NOTICE: 2782 rows/s on bench0001, job: 5 batch#: 480115, total: 4801110 rows read, 100.0 % updated, last: 10 rows between 75413409 and 75413400
NOTICE: 2785 rows/s on bench0001, job: 3 batch#: 480855, total: 4808520 rows read, 100.0 % updated, last: 10 rows between 67380956 and 67380947
NOTICE: 2784 rows/s on bench0001, job: 2 batch#: 481035, total: 4810320 rows read, 100.0 % updated, last: 10 rows between 46272241 and 46272232
...
CALL
[1] Done /usr/local/pgsql/bin/psql <<< "call runit(tab_rows=>100000000,batch_size=>10,pct_update=>100,run_duration=>'60 minutes')"
[2] Done /usr/local/pgsql/bin/psql <<< "call runit(tab_rows=>100000000,batch_size=>10,pct_update=>100,run_duration=>'60 minutes')"

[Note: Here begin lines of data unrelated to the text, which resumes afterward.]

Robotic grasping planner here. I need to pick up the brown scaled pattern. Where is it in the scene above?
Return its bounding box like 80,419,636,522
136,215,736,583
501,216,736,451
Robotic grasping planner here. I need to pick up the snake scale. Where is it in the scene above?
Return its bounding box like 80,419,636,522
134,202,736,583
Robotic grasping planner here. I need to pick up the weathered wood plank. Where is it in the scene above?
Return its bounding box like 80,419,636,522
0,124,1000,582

[3]- Done /usr/local/pgsql/bin/psql <<< "call runit(tab_rows=>100000000,batch_size=>10,pct_update=>100,run_duration=>'60 minutes')"
[4]+ Done /usr/local/pgsql/bin/psql <<< "call runit(tab_rows=>100000000,batch_size=>10,pct_update=>100,run_duration=>'60 minutes')"

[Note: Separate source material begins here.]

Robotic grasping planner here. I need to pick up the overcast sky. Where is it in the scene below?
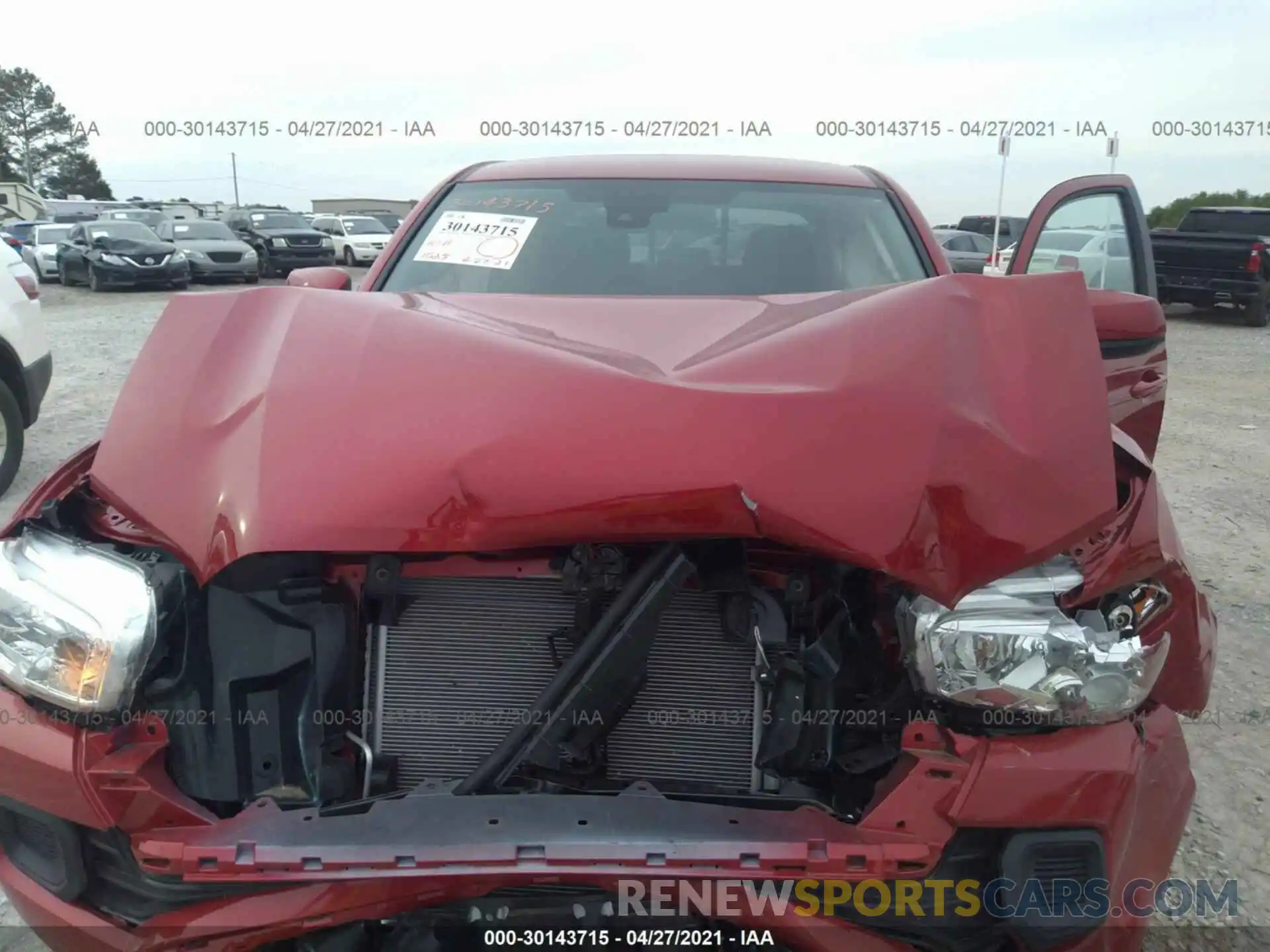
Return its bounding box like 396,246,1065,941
12,0,1270,222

postgres=> select end_time-start_time duration,round(num_rows/extract(epoch from end_time-start_time)) riops
,round(100*max_scratch::float/table_scratch) as pct_scratch
, case when num_rows > table_rows then lpad(to_char(num_rows::float/table_rows,'xfmB9990D9'),6)
else lpad(to_char(100*num_rows/table_rows,'fmB999 %'),6) end coverage
,* from benchruns order by job_id desc nulls last limit 10;
duration | riops | pct_scratch | coverage | job_id | start_time | end_time | num_batches | num_rows | pct_update |max_scratch | prepared | index_only | tab_rows | batch_size | table_name | table_rows | table_scratch | comments
-----------------+-------+-------------+----------+--------+----------------------------+----------------------------+-------------+-----------+------------+-------------+----------+------------+-----------+------------+------------+------------+---------------+----------
01:00:00.002578 | 2802 | | | 5 | 2021-09-05 08:58:53.356155 | 2021-09-05 09:58:53.358733 | 1008742 | 10087340 | 100 | 100000002 | t | f | 100000000 | 10 | bench0001 | | |
01:00:00.002035 | 2802 | | | 4 | 2021-09-05 08:58:52.796646 | 2021-09-05 09:58:52.798681 | 1008736 | 10087280 | 100 | 99999984 | t | f | 100000000 | 10 | bench0001 | | |
01:00:00.000649 | 2802 | | | 3 | 2021-09-05 08:58:52.129614 | 2021-09-05 09:58:52.130263 | 1008730 | 10087260 | 100 | 100000000 | t | f | 100000000 | 10 | bench0001 | | |
01:00:00.001052 | 2800 | | | 2 | 2021-09-05 08:58:50.989991 | 2021-09-05 09:58:50.991043 | 1008024 | 10080150 | 100 | 99999987 | t | f | 100000000 | 10 | bench0001 | | |
01:00:02.253429 | 47970 | | | 1 | 2021-09-05 07:41:08.98654 | 2021-09-05 08:41:11.239969 | 1728 | 172800000 | 100 | 100000002 | t | f | 100000000 | 100000 | bench0001 | | |
(5 rows)
This is 11.2k rows per second in total from those 4 session which are actually using only one vCPU because they spend most of their time in writing the WAL to the remote storage. On this OLTP-like workload, we finally get a significant higher throughput with the Graviton2
The winner is the cheaper
In conclusion, please don't take those numbers as-is. They are relevant only within the context here. And depending on what you run you can show one or the other as the faster. Your application, you users, your peaks of activity are all different. What it shows is that there's no big difference with the performance of those workloads, whether in single session bulk DML, or in concurrent transactions with frequent commits. The main difference is the price: on AWS Graviton2 r6g is 20% cheaper than Intel r5 instances, so it is probably the best one to choose.
You expect me to do the same comparison with YugabyteDB? Sure, this will come soon. YBIO is designed to do the same micro-benchmark on any PostgreSQL compatible database.